Nancy Ace - CivArchive (CivitAI Archive)

This lora produces the likeness of the model/porn star Nancy Ace.

Wan - v1.0: Just realized that I only captioned a few of the images with the keyword. It still works really well, but retraining a v1.1 model with all images captioned.

Training

I trained this lora on a 4090 using diffusion-pipe. I followed this tutorial to set diffusion-pipe up on my machine. Trained with 20 images at 1024x1024 and 800x1024px images for 30 epochs, rank 32, 10 repeats, using fp8_e4m3fn quant (see config.toml, dataset.toml below). Character/likeness loras seem to be best trained with images, while activities seem to best be trained with short videos. Then in order to mix the character with the activity, use both a character lora and an activity lora.

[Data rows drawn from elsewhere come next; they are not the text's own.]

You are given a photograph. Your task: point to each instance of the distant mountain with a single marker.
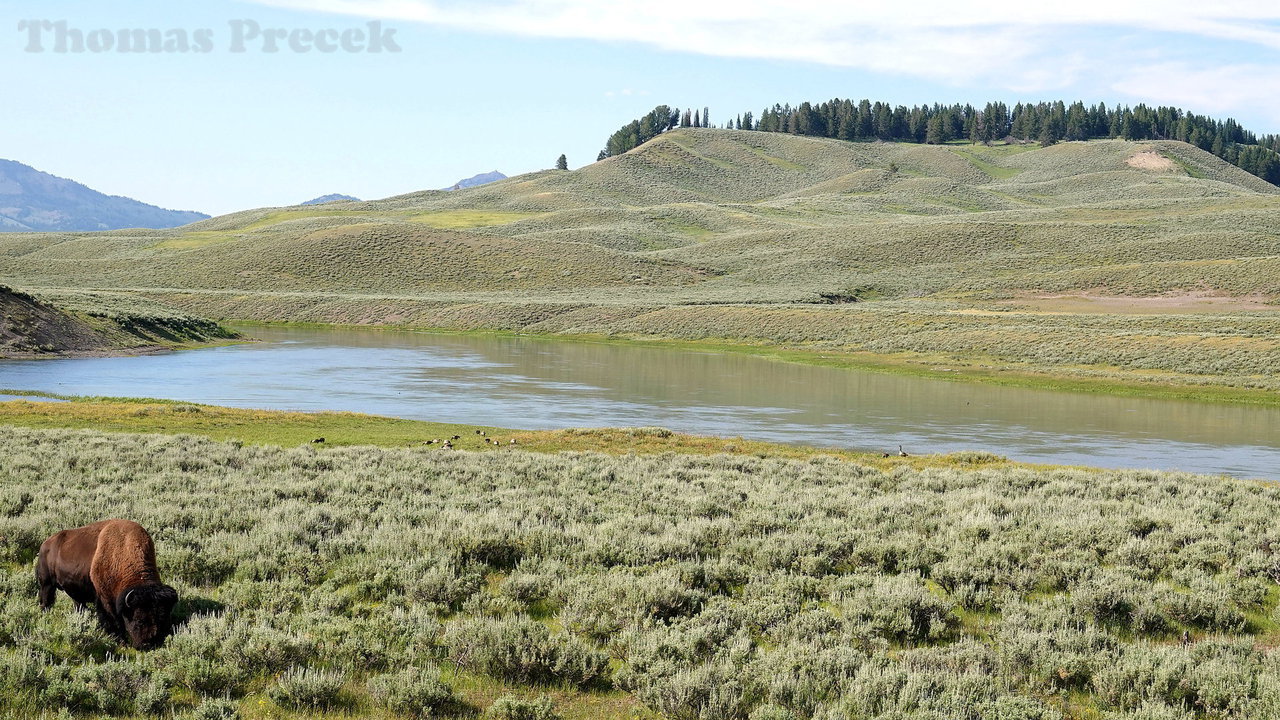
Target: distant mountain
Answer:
(483, 178)
(332, 197)
(31, 200)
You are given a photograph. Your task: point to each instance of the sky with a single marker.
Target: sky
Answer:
(277, 101)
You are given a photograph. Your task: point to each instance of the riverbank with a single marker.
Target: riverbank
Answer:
(978, 368)
(344, 429)
(99, 326)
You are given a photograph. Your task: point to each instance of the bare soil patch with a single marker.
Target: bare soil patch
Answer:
(1196, 301)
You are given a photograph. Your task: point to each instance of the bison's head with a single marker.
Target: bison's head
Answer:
(146, 613)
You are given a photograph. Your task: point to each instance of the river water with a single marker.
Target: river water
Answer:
(539, 383)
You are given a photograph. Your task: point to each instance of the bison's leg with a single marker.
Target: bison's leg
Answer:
(48, 586)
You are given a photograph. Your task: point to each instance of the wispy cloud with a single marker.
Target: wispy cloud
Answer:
(1025, 48)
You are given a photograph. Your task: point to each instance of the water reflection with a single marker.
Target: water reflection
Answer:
(545, 383)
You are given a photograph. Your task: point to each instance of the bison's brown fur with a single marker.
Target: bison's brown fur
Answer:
(113, 565)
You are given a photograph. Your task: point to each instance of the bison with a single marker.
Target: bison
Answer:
(113, 565)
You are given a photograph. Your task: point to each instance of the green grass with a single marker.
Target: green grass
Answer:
(641, 584)
(347, 429)
(461, 219)
(736, 237)
(981, 159)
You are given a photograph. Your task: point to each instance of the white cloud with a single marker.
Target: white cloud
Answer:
(1020, 46)
(1206, 90)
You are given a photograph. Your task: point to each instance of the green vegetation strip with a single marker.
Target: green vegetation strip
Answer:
(935, 365)
(364, 582)
(341, 429)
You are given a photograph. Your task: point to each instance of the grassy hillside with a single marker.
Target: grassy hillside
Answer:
(96, 323)
(958, 250)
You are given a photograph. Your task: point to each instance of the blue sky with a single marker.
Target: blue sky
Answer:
(510, 85)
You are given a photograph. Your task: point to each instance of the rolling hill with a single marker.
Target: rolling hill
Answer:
(31, 200)
(96, 324)
(952, 254)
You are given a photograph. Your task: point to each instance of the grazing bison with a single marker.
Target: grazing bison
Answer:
(113, 565)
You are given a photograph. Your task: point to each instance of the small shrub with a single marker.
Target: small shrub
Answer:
(511, 707)
(306, 688)
(412, 691)
(214, 709)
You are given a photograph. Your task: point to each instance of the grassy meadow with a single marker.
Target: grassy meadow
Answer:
(636, 573)
(412, 582)
(926, 255)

The images I used are a mixture of full body/clothed, full body/not clothed, and close ups of her face. I annotated manually, keeping the annotations simple and focusing on the the things I didn't want baked into the lora (pose, clothing, some surroundings). Training took around 4 hours.

Example annotation: "nancya is squatting on stairs with her legs spread wide. She is wearing a blue long sleeve jumper and white tennis shoes."

I'm really impressed with how Hunyuan reproduces both body likeness and facial likeness! But facial likeness suffers a bit for full body shots. Not sure if this is a common problem with loras. I've seen some people suggest post processing with React to fix faces... my goal is to avoid doing that so I'll keep experimenting to make this better.

I'll also continue to experiment to determine how to generate a quality lora with the fewest images and (related) more quickly. My first pass at this included only non-clothed and close up face images. When using the resulting lora, I found that prompts that included clothing did not reproduce the character likeness. Continuing to experiment.

Generation

Videos can be generated using Kijai Hunyuan video nodes or built in comfy Hunyan nodes. I use Kijai because I feel it gives better results and more control. Download and drag videos to comfyui. Use Comfyui manager to install missing nodes.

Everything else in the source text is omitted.